18. Bölüm

16.9K 2.6K 385
                                    

Merhabaaaa 🫶🏻

Oy verdiyseniz keyifle okuyun ve benimle yorumlarda buluşun lütfen ❤️

...

Ezgi'yi gördüğüm o hal ile ne yapacağımı bilemedim. Bakışlarım market ve Ezgi arasında mekik dokudu durdu. Bir yanım bırak ne hali varsa görsün derken diğer yanım böyle görüp bile bile ele vermeyi göze alamadı. Ezgi'yi geçtim Akın'ın başını belaya sokacaktı. Her şey karman çormanken karar vermem gereken o anlar yaklaşıyordu çünkü marketin kapısından gördüğüm yansıma kasaya doğru gittiğini gösteriyordu.

Bir an, hiç düşünmeden arabadan inip hangi yöne gitsem diye düşündüm.

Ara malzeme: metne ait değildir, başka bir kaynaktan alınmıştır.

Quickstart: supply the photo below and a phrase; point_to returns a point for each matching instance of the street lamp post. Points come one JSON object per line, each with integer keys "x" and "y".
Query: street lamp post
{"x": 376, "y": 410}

Ezgi'ye doğru gidip çekip alsam oradan Akın çıkarsa bu sefer hep beraber yakalanacaktık. ''Ezgi.'' Diye seslendim belki duyar ümidiyle ama kahkaha sesleri öylesine yüksekti ki değil beni buradan duymak yanına gidip bağırsam fark etmeyecek bir haldeydi. Hala o çocuğun kucağında ellerini boynuna sarmış hiç de kalkmaya niyetli değilken başımı geri doğru çevirdim. Akın tam cüzdanını çıkarıyordu ki koşar adım markete doğru girdim. Bakışları bir anda bana çevrildiğinde ''Leyla.'' Dedi duraksayarak. Merakı bakışlarına sinmiş benden bir cevap beklerken hiç düşünmeden içeri daldığım için cevap vermem birkaç saniye kadar sürdü.

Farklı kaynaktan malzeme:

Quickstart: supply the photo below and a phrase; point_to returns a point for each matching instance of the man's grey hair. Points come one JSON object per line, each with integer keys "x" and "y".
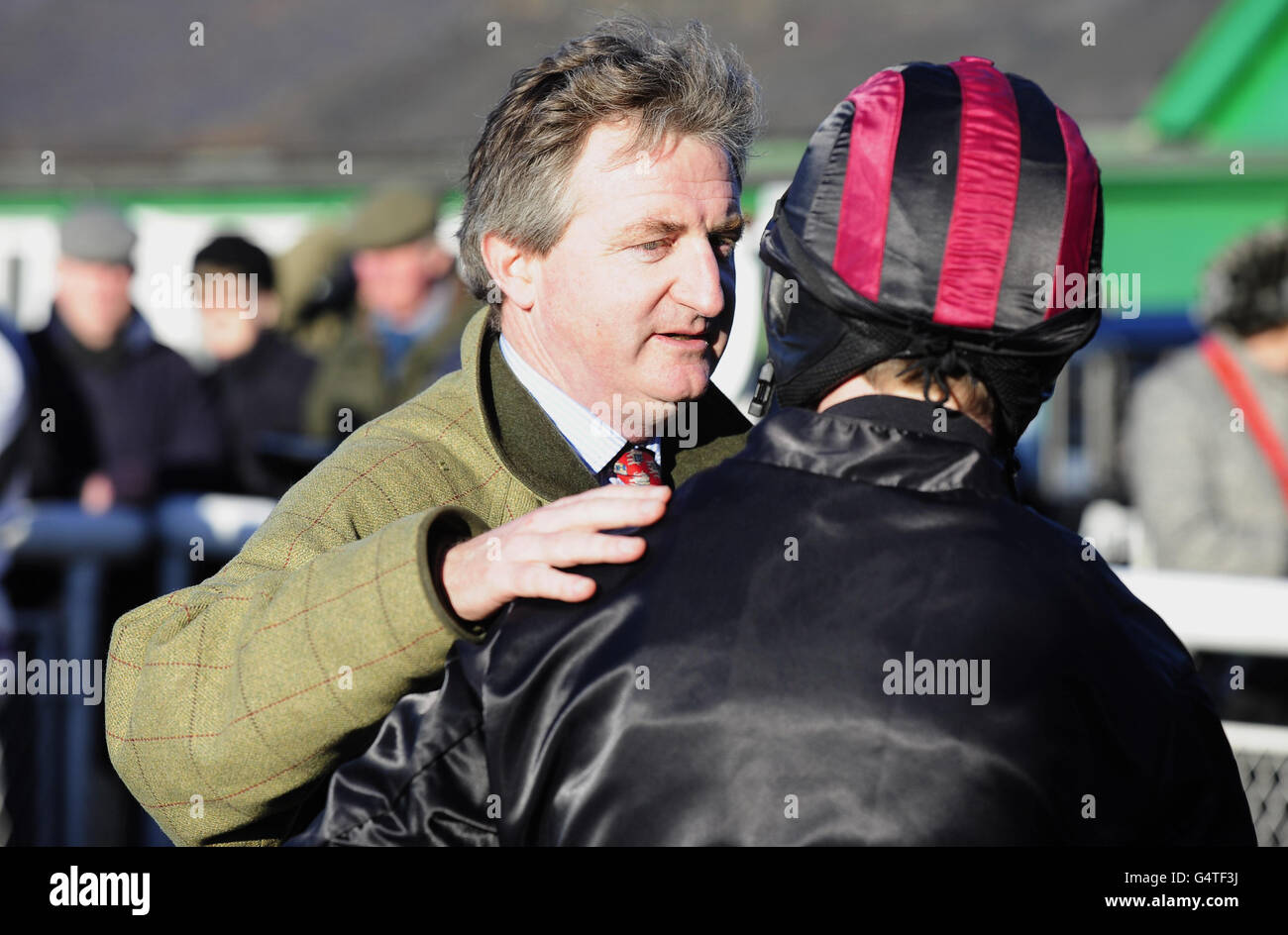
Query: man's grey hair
{"x": 666, "y": 84}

''İçecek bir şeyler al diyecektim. Eve gidince otururuz diye. Sonra dedim ben gidip kendim alayım.''

Adımlarım hızlıca Akın'a yöneldiğinde koluna doğru girerek dolapların oraya doğru yürümeye başladım. Hiç aklıma gelmezdi Akın'a Ezgi için yalan söyleyeceğim. Öyle lanet bir kızdı ki 2 günlük evliliğimde beni kendime mahcup bırakmıştı.

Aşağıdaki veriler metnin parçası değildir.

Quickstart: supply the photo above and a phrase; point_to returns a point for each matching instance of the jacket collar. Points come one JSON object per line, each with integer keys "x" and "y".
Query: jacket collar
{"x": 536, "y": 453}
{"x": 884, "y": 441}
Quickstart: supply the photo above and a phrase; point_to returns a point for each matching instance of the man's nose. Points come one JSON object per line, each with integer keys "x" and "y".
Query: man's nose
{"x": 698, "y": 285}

"Aldım ben ama." Dedi masum masum. Hiçbir şeyden habersiz sepettekileri göstermişti. "Tabii senin istediğin başka şeyler varsa onlardan da alalım."

Market arabasının içinde yok yoktu ki fazladan seçebileceğim bir şey bırakmamıştı bana. "Marketi almışsın hayatım. Kim içecek bu kadar şeyi."

"Ne bileyim.'' Bir çocuk gibi saçlarını karıştırırken. ''Sen hangisini seversin bilmediğim için hepsinden aldım.'' Dedi düşüncesini sevdiğim.

Eğer dışarıda Ezgi olmasaydı ben Akın'a olan aşkımdan ne methiyeler düzerdim lakin Ezgi'nin hala orada olduğunu bilmek beni strese sokuyordu. ''Çok bunlar çok.'' Dedim sonra aklıma gelen fikirle. ''Ama annenlere falan da veririz. Dur hatta ben Ezgi'yi arayayım bakalım bir şeyler istiyorlar mıymış. Canı bir şeyler çekiyordur belki.''

Onun canının çektiği şeyi biliyordum ya ben... Akın her şeyden bir haber ben Ezgi'yi ararken raflardan birkaç şey daha ekledi sepete. Ezgi hala cevap vermiyordu telefona. Bu son şansıydı. Açmazsa eğer kaderine razı gelecekti. O zevkten dört köşeyken ben onun yerine kıvranıyordum.

"Açmıyorsa kapat, boş ver." Dedi Akın.

Ümitsizlikle telefonu kulağımdan indirirken "Alo." dedi.

Sevmeyişime karşı bile bir rahatlama hissettim.

"Ezgi." Dedim telaşla.

"Ne var Leyla! Ders çalışıyorum. Önemli değilse sonra konuşalım."

Bu kız bildiğin profesyonel yalancıydı. Telefonu kapatacağını hissettiğim o anda "Parkın karşısında ki marketteyiz abin ile birlikte. Sen bir şey ister misin diye aradım. Biliyorum ders çalıştığını. Biraz mola ver. Geç köşeye otur falan. Biz abinle marketteyiz.'' Diye yineledim tekrar anlasın diye. ''Ne istiyorsun? Beş dakikaya çıkacağız. Acele söyle Ezgi. Acele!"